Failure to keep up the pace of reform in the post-Communist era, the weakness of third-level education and a subsequent 'brain drain', and corruption, were all blamed on governmental weakness.

(Read more: Political woes pervade in emerging markets)

As CEE countries join the European Union, its people have taken advantage of one of the key tenets of the 28-country group: freedom of movement and labor. Politicians in some of the older European Union states, particularly the U.K., have become increasingly vocal about migrants from newer EU members like Romania and Bulgaria. The flip side of this, however, is that the CEE region is losing some of its brightest young people, according to economists.

(Read more: Is the U.K. 'destroying future' with anti-immigration stance?)

"Our region will have an even worse demographic problem than it does at the moment," Treichl warned.

Like most of the rest of Europe, the region is facing a aging or "greying" population after increasing life expectancy and lower fertility rates. This problem is exacerbated by the lack of private pension provision, a hangover from the socialist era.

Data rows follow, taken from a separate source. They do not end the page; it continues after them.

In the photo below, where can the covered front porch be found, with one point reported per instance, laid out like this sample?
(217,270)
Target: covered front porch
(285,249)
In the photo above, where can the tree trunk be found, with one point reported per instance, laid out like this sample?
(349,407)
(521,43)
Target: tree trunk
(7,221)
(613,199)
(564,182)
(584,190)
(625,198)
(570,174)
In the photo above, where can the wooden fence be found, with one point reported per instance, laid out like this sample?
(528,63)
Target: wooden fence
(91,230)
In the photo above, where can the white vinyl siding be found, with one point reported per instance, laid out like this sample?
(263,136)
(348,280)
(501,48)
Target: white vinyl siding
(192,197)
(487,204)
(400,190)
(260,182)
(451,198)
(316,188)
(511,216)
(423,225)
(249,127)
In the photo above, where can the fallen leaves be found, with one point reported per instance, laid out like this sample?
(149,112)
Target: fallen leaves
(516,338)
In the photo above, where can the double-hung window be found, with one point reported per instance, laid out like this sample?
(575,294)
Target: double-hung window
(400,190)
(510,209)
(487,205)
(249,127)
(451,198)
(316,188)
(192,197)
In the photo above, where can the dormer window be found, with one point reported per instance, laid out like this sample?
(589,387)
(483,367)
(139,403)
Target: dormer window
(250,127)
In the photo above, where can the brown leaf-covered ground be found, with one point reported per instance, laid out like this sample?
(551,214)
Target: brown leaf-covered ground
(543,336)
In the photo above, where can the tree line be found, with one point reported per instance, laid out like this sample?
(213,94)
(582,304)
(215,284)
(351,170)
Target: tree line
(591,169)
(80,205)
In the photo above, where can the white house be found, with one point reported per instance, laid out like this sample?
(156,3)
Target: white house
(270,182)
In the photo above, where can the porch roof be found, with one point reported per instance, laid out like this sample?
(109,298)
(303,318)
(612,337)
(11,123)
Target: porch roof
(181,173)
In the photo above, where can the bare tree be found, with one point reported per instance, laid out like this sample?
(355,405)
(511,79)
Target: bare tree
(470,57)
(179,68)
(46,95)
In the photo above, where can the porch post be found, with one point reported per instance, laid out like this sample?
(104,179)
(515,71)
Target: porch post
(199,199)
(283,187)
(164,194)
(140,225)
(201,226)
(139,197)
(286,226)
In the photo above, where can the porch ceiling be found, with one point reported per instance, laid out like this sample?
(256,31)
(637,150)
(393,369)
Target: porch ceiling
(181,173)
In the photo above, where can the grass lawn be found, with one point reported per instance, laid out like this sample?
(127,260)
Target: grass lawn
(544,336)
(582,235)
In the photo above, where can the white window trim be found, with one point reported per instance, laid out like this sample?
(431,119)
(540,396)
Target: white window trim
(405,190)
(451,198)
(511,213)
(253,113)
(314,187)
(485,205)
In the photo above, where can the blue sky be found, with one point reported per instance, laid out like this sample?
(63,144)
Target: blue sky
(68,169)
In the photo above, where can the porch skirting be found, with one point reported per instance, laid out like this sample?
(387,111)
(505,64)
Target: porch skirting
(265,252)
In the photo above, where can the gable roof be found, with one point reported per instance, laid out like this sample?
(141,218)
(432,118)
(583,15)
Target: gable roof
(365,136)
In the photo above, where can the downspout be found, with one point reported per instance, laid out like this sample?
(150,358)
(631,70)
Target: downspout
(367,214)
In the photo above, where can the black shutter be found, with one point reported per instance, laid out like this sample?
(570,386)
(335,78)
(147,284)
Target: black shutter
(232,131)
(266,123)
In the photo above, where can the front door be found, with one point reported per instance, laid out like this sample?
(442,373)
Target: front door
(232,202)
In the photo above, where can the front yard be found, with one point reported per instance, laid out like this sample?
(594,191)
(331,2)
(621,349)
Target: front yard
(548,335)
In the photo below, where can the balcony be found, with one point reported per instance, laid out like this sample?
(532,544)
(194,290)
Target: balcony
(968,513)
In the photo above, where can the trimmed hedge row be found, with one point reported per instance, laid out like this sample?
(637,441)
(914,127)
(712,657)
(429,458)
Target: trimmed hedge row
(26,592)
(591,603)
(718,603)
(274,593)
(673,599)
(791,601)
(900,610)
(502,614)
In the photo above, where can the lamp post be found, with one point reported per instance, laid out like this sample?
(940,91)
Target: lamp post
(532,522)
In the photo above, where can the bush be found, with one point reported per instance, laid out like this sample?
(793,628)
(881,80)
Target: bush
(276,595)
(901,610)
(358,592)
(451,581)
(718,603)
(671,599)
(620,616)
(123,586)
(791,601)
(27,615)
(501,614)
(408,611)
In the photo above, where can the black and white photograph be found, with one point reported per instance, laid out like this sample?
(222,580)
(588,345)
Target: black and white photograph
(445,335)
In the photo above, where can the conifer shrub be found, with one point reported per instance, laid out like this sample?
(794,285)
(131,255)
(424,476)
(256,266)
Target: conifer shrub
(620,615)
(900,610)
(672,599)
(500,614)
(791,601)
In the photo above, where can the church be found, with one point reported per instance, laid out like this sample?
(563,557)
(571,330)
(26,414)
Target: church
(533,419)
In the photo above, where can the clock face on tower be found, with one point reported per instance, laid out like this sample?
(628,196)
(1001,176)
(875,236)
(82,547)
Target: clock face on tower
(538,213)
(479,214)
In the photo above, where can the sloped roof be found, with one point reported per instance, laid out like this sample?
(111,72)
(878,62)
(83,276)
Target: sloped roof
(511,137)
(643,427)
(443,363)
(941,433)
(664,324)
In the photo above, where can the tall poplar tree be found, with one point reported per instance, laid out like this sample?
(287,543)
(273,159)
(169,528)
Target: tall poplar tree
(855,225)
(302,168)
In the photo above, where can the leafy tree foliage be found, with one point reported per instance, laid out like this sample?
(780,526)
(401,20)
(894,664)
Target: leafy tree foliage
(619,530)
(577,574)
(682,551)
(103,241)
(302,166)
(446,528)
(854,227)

By 2060, Bulgaria's population will shrink by 28 percent, Latvia's by 26 percent, Lithuania's by 24 percent, Romania's by 21 percent and Poland's by 18 percent, according to Eurostat forecasts.

This makes the retention of talent ever more important to the region, according to the opinion-formers gathered by Erste.

To keep young people, and attract more from outside, the region needs to reduce barriers to trade, generate cheap energy through shale gas exploration, provide cheap housing and long term financing, according to a plan devised by Eduard Zehetner, chief executive of Immofinanz, the Austrian property investor, with other regional experts.

"We have to keep people in the region," he told the event.